Gruters Proposes Sewage Spill Fines

Todays News

BY JACOB OGLES SRQ DAILY FRESHLY SQUEEZED CONTENT EVERY MORNING MONDAY DEC 31, 2018

Days after the City of Sarasota reported a major sewage spill, the community’s state senator filed a bill to significantly increase penalties for similar incidents in the future.

State Sen. Joe Gruters, R-Sarasota, on Friday filed new legislation that could increase the penalty to $1 per gallon of untreated sewage spilled into waterways. In lieu of the penalty, the bill allows responsible parties to conduct upgrades and repairs worth $2 per gallon, as approved by the state Department of Environmental Protection.

“It seems every couple months we have a massive raw sewage spill somewhere in the state,” Gruters says, “whether because of a storm or just an accident. But with the known correlation between some nutrients and the increased impact of red tide, we should do everything we can to turn it around.”

The most recent such spill happened in Gruters’ own district. Sarasota on Dec. 20 reported a 900,000-gallon spill that entered Sarasota Bay near Centennial Park. 

City spokesman Jason Bartolone said the spill originated at a public utilities campus on 12th Street when a 48-inch diameter pipe ruptured during a rainstorm.

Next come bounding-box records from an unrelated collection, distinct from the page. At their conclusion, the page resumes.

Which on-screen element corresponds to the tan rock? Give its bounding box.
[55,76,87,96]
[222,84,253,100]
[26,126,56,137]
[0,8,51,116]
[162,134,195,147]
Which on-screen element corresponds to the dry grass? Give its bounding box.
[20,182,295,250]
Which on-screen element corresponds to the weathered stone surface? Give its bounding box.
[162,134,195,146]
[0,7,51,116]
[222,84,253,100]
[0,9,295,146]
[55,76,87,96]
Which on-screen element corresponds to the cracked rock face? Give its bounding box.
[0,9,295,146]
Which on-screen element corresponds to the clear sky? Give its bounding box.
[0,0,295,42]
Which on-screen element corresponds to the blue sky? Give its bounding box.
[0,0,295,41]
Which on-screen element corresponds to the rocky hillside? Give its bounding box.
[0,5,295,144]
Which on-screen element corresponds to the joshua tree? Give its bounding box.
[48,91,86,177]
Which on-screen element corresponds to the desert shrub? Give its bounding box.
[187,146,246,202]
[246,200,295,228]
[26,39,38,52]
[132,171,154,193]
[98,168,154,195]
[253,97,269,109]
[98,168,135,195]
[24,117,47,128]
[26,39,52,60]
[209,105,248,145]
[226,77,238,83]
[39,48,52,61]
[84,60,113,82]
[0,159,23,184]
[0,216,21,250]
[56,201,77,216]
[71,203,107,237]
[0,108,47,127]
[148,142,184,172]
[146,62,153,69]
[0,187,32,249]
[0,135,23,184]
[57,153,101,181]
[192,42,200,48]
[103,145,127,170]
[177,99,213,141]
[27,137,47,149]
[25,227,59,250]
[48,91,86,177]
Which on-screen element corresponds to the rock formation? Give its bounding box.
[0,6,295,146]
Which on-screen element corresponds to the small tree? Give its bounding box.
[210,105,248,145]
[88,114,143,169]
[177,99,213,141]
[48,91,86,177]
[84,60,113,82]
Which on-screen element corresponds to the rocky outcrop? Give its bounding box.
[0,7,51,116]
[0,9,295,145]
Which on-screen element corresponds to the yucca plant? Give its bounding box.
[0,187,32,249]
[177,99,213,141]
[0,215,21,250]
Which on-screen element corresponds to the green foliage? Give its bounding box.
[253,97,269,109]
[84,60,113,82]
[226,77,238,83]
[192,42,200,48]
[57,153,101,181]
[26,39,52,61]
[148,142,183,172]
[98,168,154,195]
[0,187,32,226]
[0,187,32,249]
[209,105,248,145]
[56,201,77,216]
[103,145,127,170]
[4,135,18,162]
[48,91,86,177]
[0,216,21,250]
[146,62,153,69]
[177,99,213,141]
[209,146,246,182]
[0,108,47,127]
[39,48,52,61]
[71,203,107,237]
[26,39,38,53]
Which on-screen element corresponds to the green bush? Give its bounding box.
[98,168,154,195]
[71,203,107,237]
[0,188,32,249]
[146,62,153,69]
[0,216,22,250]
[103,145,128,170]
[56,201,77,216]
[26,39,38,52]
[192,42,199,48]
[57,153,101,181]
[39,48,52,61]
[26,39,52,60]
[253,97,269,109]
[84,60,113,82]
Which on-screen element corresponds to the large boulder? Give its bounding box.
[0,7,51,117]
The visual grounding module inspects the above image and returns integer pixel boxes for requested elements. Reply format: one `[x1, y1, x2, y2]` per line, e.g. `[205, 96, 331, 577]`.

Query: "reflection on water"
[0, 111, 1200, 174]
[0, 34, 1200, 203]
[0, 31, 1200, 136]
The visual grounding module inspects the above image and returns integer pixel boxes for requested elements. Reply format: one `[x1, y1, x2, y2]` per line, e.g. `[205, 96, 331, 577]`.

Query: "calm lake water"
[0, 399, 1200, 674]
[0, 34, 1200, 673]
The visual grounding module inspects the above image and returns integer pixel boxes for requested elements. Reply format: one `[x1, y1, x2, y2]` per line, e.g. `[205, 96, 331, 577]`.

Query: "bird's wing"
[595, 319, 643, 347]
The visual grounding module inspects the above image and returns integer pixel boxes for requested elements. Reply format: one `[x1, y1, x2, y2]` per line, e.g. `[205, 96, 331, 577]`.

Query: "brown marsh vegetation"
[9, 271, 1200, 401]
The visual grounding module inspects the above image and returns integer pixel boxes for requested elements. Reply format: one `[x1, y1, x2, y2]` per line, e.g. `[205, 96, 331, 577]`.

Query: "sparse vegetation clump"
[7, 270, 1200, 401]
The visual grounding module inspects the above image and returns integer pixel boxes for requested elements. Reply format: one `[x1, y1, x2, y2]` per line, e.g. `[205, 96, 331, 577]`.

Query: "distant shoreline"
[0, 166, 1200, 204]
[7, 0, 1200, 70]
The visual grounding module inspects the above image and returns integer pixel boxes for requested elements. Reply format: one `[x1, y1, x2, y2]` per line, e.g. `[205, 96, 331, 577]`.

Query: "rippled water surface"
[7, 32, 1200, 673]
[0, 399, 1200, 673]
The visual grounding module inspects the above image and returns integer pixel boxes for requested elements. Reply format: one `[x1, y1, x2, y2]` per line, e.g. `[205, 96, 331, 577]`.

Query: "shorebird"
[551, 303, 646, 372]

The Florida Department of Health issued a health advisory that water briefly posed a danger to humans. The advisory lifted on Dec. 26, when water samples showed the water was once again safe. That came after the city and health department took a number of steps to sanitize the region and mitigate health risks.

The spill occurred after red tide concerns subsided; state officials also just announced there are no detectable algal blooms remaining in state waters.

But Gruters and other politicians testify that on the campaign trail this year, no issue arose more than the health and commercial risks tied to the historic red tide bloom that impacted the coast this year.

Gruters’ bill, if passed in its current form, would mean a greater financial cost to the city should a similar spill to the one this month occur again. The law would call for a $900,000 fine, or for proof of $1.8 million in preventative improvements to the city sewer system. The goal, he says, will be improved water quality, not vindictive punishment.

“This law holds governments who dump raw sewage into our waterways accountable with fines, but also gives them an option out if they fix their pollution problems,” Gruters says. “Sarasota County residents and all Floridians deserve the strongest reasonable protections."